Branchennetzwerk: Mehr Unsicherheit in Autoindustrie
Die Konjunkturabkühlung und der beschleunigte Strukturwandel sorgen nach Einschätzung der Thüringer Branchenvereinigung für Unsicherheit in der Autoindustrie. Seit der Pandemie gäben die Autohersteller kaum noch Produktionsprognosen ab. Das erschwere die Planung von Material, die Besetzung von Schichten sowie Investitionen in der Thüringen prägenden Zulieferindustrie, sagte der Geschäftsführer des Netzwerks Automotive Thüringen, Rico Chmelik, der Deutschen Presse-Agentur.

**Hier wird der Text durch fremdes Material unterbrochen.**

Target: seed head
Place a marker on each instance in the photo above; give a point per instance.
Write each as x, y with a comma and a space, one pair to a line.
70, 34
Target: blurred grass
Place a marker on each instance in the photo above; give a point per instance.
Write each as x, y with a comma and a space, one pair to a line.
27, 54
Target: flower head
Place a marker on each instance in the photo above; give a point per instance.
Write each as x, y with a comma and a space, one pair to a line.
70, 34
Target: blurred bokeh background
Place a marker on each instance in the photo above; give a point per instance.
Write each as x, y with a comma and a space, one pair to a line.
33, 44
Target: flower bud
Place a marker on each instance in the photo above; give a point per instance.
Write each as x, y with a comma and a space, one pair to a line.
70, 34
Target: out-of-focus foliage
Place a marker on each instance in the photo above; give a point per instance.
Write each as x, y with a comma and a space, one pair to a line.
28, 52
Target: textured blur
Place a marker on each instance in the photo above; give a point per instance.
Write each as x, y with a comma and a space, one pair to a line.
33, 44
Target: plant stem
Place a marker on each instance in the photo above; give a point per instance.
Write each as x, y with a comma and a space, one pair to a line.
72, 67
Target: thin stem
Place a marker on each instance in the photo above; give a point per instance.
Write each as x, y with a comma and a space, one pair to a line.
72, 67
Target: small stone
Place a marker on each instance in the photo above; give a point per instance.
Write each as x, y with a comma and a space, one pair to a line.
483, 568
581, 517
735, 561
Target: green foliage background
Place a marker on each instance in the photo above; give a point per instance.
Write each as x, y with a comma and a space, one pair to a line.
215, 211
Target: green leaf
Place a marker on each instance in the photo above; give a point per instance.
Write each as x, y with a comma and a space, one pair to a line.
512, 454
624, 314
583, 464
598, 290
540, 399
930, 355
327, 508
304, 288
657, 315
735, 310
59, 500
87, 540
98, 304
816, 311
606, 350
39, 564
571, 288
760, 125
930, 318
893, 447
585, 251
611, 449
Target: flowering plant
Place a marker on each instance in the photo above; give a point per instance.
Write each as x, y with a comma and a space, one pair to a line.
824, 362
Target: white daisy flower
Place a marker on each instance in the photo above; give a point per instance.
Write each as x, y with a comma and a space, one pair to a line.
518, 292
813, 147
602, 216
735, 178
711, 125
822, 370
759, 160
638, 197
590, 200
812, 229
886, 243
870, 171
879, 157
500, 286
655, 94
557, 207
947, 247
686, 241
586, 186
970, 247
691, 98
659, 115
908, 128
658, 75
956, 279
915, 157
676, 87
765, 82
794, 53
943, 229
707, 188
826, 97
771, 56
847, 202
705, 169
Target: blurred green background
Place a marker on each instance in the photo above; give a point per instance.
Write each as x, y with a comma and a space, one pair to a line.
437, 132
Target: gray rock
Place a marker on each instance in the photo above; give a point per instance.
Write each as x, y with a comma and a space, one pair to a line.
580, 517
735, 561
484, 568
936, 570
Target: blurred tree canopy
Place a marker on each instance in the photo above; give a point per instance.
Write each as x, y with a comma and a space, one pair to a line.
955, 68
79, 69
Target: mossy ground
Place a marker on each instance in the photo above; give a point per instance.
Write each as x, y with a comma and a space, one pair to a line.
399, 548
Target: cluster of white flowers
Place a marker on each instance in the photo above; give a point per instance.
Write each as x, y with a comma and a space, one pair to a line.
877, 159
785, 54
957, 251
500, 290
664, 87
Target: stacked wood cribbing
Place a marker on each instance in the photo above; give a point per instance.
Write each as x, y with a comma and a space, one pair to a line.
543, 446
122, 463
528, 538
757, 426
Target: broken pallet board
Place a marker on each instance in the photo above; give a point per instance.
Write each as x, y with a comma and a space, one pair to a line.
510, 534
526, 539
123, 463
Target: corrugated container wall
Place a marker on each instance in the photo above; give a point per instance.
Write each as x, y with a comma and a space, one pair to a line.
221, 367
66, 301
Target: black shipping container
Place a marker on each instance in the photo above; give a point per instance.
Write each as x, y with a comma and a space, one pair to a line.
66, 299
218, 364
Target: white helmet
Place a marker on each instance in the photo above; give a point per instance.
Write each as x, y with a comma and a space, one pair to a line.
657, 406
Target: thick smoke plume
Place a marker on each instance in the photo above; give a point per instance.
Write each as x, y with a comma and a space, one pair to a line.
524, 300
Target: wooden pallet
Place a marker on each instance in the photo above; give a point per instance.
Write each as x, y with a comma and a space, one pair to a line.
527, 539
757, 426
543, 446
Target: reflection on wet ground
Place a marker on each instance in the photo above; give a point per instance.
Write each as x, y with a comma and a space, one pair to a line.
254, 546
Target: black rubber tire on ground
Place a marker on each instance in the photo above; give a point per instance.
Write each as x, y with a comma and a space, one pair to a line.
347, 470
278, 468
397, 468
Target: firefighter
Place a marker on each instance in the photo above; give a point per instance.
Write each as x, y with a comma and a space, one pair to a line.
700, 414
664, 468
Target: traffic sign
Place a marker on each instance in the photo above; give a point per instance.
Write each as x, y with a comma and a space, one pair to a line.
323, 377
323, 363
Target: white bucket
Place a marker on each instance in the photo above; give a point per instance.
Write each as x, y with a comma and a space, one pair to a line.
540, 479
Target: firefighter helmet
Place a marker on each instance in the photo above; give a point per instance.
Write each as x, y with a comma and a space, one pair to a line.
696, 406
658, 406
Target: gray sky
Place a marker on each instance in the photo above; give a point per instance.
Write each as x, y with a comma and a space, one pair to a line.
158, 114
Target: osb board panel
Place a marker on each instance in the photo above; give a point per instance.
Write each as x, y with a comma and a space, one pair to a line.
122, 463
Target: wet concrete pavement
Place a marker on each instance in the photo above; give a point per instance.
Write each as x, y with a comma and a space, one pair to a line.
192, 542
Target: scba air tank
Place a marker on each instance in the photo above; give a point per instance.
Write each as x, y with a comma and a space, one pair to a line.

Teilweise gebe es tagesaktuelle Schwankungen, welche und wie viele Teile von Zulieferern abgerufen würden. «Hinzu kommt die Unsicherheit wegen nach wie vor gestörter Lieferketten. Das sorgt für Krisenanfälligkeit in einigen Bereichen.» Sorge bereiteten auch schwierige Standortbedingungen mit vergleichsweise hohen Energiepreisen und fehlendem Fachkräftenachwuchs.
Das Netzwerk vertritt nach eigenen Angaben 110 Firmen im Freistaat mit rund 30.000 Beschäftigten und einem Jahresumsatz von 4,4 Milliarden Euro.
Chmelik sieht einen schleichenden Prozess, bei dem bisher eigenständige Mittelständler von Konzernen oder Industrieholdings übernommen werden. «Es stellt sich die Frage, ob es in Zukunft immer weniger inhabergeführte mittelständische Unternehmen gibt und dafür hauptsächlich Start-ups und Konzerne», sagte der Geschäftsführer.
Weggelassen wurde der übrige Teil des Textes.